Active Directory Federation Services
AD FS is the on-premises tool that allows your Office 365 tenant to authenticate users against your Active Directory. This allows your organization to control your users' passwords without those passwords ever being visible to Microsoft in any form.
In addition to providing control over your users' passwords, AD FS also provides more granular control over your users' entire authentication process. If your organization requires that certain users only be able to log into Office 365 from specific locations, or at specific times of day, AD FS can enable that configuration.
Single Sign-on is another big reason to use AD FS. The single sign-on story for Office 365 has never been straightforward, but in the cases where it works it can be a great benefit to users.
Directory Synchronization
Directory Synchronization is the process of copying the accounts from your on-premises Active Directory into Azure Active Directory in a way that keeps the association between the on-premises and cloud accounts intact.

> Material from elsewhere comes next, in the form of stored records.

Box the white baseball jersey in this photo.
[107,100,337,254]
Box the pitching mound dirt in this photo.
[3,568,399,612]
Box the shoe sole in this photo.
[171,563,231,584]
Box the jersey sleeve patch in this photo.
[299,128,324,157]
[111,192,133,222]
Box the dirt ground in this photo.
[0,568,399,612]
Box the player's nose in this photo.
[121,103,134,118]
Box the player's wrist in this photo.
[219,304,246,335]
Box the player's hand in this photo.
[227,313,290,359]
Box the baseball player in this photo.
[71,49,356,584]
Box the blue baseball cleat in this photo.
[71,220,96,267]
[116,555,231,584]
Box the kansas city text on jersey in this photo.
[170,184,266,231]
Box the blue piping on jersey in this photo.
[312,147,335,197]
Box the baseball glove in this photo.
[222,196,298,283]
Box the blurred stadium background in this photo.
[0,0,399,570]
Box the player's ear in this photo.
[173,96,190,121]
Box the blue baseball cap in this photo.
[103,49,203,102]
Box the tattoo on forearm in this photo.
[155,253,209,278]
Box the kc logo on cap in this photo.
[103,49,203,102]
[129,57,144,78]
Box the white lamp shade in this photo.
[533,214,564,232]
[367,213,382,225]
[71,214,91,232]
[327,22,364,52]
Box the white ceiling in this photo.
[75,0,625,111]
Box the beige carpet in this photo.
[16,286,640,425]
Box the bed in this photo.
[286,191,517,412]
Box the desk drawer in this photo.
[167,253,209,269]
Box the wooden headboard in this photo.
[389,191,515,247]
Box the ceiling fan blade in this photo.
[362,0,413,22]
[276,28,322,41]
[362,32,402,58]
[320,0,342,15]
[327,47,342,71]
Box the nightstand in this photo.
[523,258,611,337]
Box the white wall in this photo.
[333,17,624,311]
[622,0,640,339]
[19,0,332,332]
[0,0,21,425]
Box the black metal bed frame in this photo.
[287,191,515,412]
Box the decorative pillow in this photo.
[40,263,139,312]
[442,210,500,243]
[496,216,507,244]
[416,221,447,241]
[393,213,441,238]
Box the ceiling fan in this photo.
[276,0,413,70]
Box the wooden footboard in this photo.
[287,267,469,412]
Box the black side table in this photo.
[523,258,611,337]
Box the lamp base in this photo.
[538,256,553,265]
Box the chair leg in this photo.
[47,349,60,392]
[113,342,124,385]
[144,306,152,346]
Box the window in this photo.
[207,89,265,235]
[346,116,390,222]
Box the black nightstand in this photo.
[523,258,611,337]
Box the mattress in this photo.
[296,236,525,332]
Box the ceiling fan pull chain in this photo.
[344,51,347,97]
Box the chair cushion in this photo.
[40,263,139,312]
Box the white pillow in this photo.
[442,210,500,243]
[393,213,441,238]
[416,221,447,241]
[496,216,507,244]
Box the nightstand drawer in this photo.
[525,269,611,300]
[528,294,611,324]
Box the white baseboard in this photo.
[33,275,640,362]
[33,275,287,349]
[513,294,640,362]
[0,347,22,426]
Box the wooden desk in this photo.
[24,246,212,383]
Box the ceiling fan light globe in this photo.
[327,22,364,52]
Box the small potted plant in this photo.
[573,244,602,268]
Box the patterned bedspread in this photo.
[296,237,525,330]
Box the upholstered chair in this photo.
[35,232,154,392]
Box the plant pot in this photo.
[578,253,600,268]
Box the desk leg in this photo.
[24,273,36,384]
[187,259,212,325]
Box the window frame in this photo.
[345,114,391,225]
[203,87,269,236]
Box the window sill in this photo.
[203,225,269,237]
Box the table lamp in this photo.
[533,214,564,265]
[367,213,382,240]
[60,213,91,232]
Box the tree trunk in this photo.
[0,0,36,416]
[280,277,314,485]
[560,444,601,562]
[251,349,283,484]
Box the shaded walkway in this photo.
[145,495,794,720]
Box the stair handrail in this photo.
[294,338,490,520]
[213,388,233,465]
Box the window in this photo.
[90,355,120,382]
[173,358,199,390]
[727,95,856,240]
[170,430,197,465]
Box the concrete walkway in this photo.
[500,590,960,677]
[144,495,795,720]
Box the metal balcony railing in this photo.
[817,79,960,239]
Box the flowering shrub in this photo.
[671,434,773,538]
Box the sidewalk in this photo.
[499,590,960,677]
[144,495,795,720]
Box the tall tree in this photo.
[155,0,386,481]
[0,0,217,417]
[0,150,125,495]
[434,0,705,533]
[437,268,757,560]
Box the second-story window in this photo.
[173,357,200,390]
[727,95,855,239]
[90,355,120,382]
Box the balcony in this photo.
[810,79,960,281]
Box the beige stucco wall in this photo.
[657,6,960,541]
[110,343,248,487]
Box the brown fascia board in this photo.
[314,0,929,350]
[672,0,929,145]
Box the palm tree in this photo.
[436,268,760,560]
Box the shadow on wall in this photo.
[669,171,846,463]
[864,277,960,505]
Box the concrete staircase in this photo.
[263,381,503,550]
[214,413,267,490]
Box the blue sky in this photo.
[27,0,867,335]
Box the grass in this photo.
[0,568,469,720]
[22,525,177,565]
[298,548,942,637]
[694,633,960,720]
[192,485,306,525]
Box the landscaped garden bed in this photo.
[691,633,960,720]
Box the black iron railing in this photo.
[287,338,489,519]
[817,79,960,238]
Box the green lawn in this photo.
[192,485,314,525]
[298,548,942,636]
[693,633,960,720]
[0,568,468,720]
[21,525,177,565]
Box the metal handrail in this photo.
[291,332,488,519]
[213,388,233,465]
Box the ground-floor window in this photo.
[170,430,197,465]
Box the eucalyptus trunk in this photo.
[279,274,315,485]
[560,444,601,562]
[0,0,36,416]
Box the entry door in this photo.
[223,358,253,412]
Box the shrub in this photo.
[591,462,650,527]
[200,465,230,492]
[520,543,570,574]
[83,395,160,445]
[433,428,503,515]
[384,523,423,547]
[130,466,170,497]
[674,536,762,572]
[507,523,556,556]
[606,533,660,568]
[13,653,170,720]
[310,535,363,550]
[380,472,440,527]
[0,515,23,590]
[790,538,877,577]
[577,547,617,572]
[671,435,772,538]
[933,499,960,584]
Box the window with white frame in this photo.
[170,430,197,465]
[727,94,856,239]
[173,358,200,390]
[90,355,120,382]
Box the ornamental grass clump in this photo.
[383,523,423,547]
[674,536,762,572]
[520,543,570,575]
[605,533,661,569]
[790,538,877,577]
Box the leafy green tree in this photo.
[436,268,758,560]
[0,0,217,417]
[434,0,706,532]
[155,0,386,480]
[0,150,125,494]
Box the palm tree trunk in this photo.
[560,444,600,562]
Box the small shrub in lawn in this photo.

This allows your organization's on-premises Active Directory accounts to be the “master” version so that changes made on-premises are reflected in the cloud.
Microsoft has provided quite a few different tools to enable directory synchronization in just 4 years; DirSync, Forefront Identity Manager, Azure Active Directory Sync, Microsoft Identity Manager, and Azure Active Directory Connect. All these tools provide different features, and different limitations. In most cases, Office 365 customers should be using Azure Active Directory Connect to provide directory synchronization with Azure Active Directory, but that is not an absolute. In some cases, MIM or even DirSync may be the best choice.
Directory synchronization is a requirement for several of the 1st party migration paths into Office 365, including hybrid. In addition, directory synchronization makes user management much easier by making your on-premises Active Directory your single place to manage accounts and groups. Directory synchronization also gives you a unified global address list, or GAL, for users with on-premises mailboxes as well and for users with cloud mailboxes.
High Availability and Disaster Recovery
Both AD FS and directory synchronization are vital to your Office 365 deployment. As such, it is vital that your organization is prepared to deal with unexpected outages to either service. Understanding your options before you have an outage is a must.
AD FS can be deployed in a number of multi-server configurations to ensure service is not interrupted because of an outage.
The various directory synchronization servers all lack any high availability configurations, but Azure Active Directory Connect does allow you to configure a “hot standby” server that can be activated in moments if your primary AAD Connect server goes offline.
Summary
Identity and Authentication management is more complex than you might think, and it is absolutely vital for a successfully Office 365 deployment. In this webinar, I cover all the information you’ll need to know to ensure you get identity and authentication correct for your Office 365 deployment.